Home Auto Mobile Tough time keeps for car agencies
Auto Mobile - March 7, 2019

Tough time keeps for car agencies

– A disappointing set of February sales numbers through car majors throughout all segments
– New axle load norms, tight liquidity, and non-availability of finance weigh on business automobile manufacturers
– New product launches aiding passenger vehicle and -wheeler income

Challenging times keep for vehicle majors, with their income numbers for February declining. The decline is due to subdued purchaser demand sentiment as a result of slowing economic output, tight liquidity, non-availability of retail finance, better interest price and slight economic hobby in advance of popular elections scheduled for April-May.

Commercial automobile (CV) phase numbers were mixed for gamers on this space. The segment maintains to stand demanding situations because of the effect of new axle load norms, coupled with liquidity crunch and non-availability of retail finance. Tractor segment became weak in February at the back of a better base of closing yr and subdued farm sentiment.

Three-wheeler (3W) income was combined because of the excessive base of ultimate 12 months. Two-wheeler volumes were additionally combined for players on this area. Passenger automobile (PV) sales preserve to disappoint due to the better value of possession, the high base of remaining yr and unfavorable macro factors.

Commercial automobile – continues to be underneath the pressure
A negative impact of latest axle load norms and macro demanding situations, led by liquidity issues, financing issues, growing interest costs and a slowdown in monetary activity, have dampened client demand sentiment for CVs. The lengthy-time period outlook, but, continues to stay advantageous due to cognizance on production and infrastructure and a boom in mining activity.

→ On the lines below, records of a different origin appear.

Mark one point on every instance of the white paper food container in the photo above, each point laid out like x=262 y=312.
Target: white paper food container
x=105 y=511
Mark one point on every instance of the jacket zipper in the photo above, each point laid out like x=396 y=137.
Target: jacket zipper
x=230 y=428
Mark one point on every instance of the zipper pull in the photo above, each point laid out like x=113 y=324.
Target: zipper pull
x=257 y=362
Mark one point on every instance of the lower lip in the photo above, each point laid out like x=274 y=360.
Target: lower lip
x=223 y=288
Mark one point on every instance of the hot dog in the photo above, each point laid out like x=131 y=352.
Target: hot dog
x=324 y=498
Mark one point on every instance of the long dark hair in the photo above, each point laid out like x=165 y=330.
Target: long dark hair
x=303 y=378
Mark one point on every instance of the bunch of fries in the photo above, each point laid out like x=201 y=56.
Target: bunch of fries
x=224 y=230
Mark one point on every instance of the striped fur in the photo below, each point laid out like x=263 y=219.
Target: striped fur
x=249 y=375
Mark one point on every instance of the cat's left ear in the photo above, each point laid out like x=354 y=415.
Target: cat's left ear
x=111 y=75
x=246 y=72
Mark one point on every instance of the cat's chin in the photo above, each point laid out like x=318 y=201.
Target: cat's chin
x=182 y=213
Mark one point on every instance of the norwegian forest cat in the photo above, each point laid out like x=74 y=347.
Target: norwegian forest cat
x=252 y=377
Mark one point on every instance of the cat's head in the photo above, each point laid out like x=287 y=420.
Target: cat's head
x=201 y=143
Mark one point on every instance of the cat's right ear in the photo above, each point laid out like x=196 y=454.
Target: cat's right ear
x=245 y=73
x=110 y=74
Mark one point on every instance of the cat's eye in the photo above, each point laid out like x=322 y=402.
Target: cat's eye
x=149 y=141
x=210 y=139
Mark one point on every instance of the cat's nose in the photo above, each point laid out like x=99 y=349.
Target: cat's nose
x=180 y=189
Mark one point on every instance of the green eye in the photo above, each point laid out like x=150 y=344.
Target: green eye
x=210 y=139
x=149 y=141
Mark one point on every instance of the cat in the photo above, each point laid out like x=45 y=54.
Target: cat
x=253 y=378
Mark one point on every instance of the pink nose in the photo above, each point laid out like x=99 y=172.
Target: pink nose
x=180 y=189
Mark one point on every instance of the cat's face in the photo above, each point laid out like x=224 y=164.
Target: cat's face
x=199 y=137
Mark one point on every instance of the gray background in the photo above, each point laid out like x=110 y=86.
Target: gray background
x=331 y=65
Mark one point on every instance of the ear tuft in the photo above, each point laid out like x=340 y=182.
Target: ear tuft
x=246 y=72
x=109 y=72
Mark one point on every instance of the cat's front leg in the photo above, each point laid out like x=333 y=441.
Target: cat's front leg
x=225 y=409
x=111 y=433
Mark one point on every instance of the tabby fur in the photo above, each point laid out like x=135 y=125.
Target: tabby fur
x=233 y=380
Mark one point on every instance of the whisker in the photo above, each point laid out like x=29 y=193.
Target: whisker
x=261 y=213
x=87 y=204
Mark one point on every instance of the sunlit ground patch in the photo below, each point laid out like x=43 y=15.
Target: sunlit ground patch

Company-sensible, Tata Motors registered a 9 percent 12 months-on-12 months (YoY) decline in CV volume, led through 17. Three percent and 0.7 percentage fall in the medium and heavy commercial vehicle (M&HCV) and mild industrial automobile (LCV) segments. Volvo Eicher Commercial Vehicles (VECV) also witnessed a 6.7 percent drop. Ashok Leyland and Mahindra & Mahindra (M&M) published flat growth in its monthly volumes because of decline in M&HCV phase volumes but became partially offset using upward thrust in LCV volumes.

Cars phase: New product launches to assist
Car section keeps showing a weak point for the eight consecutive months. Increase within the overall value ownership led by way of growing interest fee and essential long-time period coverage have dampened patron sentiment. Companies on this space have posted a muted/decline in PV quantity for February, even though new product launches helped.

Market chief, Maruti, published a 3. Three percentage decline in month-to-month volumes, at the same time as Tata Motors’, grew a percentage. The control of Tata Motors is anticipating sturdy months ahead at the lower back of a release of its new SUV, Tata Harrier, in January. M&M published a boom of 16.6 percentage in its month-to-month volume, pushed using its newly released XUV300 model.

Two-wheeler (2W) segment: Bajaj Auto maintains to do properly
In the 2-wheeler space, Bajaj Auto led the percent with an increase of 6. Three percent in February pushed with the aid of aggressive pricing moves taken by way of the control in its access-stage segment. The impact of that’s subsiding on marketplace chief Hero MotoCorp, which witnessed a two percent decline in its month-to-month income. Eicher Motors keeps supplying disappointing numbers, posting a decline of 14.3 percent. TVS Motor Company announced a year-on-yr boom of two percent on the lower back of increase accruing from bikes (eight.2 percentage).